Trzeba tylko zaopatrzyć się w spore kalarepy (wtedy po jednej na osobę). Kupując zwracajmy uwagę na to, żeby były jasno-zielone i ze świeżymi liśćmi. Stosownie do liczby kalarep kupujemy mielone mięso wieprzowe – najlepiej z chudej karkówki.
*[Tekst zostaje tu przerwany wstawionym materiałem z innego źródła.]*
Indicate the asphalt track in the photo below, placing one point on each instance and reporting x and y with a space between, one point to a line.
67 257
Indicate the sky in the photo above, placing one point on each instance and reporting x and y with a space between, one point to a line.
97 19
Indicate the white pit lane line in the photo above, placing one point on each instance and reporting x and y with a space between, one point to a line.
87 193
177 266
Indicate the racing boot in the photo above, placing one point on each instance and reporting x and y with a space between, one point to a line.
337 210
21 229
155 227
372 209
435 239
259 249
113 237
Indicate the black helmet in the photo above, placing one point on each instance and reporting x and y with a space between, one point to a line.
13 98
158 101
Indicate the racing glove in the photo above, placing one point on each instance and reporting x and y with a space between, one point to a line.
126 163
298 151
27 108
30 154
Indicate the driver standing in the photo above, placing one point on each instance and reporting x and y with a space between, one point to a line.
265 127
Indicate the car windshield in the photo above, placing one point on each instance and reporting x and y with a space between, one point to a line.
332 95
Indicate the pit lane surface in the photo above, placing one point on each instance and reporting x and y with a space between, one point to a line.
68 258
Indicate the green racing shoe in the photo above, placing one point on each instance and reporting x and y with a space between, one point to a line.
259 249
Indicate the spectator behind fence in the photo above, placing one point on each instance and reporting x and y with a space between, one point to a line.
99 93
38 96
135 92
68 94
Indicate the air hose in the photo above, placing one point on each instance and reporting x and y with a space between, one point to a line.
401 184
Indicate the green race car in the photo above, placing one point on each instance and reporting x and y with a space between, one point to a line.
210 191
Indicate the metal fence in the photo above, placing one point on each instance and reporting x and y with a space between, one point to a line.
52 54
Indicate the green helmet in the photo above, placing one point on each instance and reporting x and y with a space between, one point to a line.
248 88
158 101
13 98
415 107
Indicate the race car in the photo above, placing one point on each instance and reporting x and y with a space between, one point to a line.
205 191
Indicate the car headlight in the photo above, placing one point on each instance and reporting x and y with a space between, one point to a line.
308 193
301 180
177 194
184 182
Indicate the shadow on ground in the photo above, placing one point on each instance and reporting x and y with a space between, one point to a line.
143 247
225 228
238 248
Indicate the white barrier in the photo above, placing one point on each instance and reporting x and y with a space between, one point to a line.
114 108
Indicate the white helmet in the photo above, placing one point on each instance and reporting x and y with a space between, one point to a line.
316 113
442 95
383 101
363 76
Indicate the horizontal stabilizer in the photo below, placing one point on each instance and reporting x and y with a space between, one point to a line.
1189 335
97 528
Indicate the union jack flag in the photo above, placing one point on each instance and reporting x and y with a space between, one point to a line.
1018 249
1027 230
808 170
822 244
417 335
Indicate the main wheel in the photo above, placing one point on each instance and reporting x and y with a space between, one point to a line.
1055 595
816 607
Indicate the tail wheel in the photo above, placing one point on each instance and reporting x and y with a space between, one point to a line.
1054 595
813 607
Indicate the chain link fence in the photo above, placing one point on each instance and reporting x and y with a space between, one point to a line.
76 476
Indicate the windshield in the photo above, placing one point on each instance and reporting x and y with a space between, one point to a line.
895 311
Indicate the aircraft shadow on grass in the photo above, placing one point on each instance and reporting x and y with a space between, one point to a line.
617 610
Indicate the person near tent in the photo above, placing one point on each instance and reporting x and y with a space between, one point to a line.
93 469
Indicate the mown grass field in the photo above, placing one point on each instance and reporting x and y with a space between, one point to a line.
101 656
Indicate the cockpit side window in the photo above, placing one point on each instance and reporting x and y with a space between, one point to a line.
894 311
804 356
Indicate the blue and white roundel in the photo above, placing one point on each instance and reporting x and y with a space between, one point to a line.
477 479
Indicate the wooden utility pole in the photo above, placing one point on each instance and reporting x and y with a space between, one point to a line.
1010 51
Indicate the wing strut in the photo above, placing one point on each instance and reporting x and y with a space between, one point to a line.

Kalarepy obieramy, ścinamy główki (będą nam potrzebne) i łyżeczką wydrążamy. To, co nam zostanie drobno kroimy, mieszamy z mielonym mięsem, doprawiamy do smaku solą, tłuczonym pieprzem z kolendrą (można kupić w sklepach), mieloną, albo drobno pokrojoną świeżą papryką i – jak ktoś lubi – odrobiną kurkumy. Można też do farszu dodać ugotowany al dente ryż. Na dno kalarep wkładamy trochę masła i napełniamy je ciasno farszem. Teraz potrzebny nam jest tzw. gruby garnek (ja mam po babci żeliwny, emaliowany). Na dno układamy parę plastrów wędzonego surowego boczku, a na to kalarepy, przykryte uciętymi wcześniej główkami.
Kalarepy do połowy zalewamy bulionem (może ostatecznie być „ z papierka”) i stawiamy na mały ogień. Danie ma „pyrkać” około 45 minut.
W tym czasie robimy surówkę z kapusty pekińskiej, pomidorów, oliwek i czosnku. Surówkę skrapiamy cytryną. Dodajemy odrobinkę oliwy i doprawiamy według gustu.
A na deser - lody z malinami i wiśniami, leciutko pokropione oryginalnym advokaatem.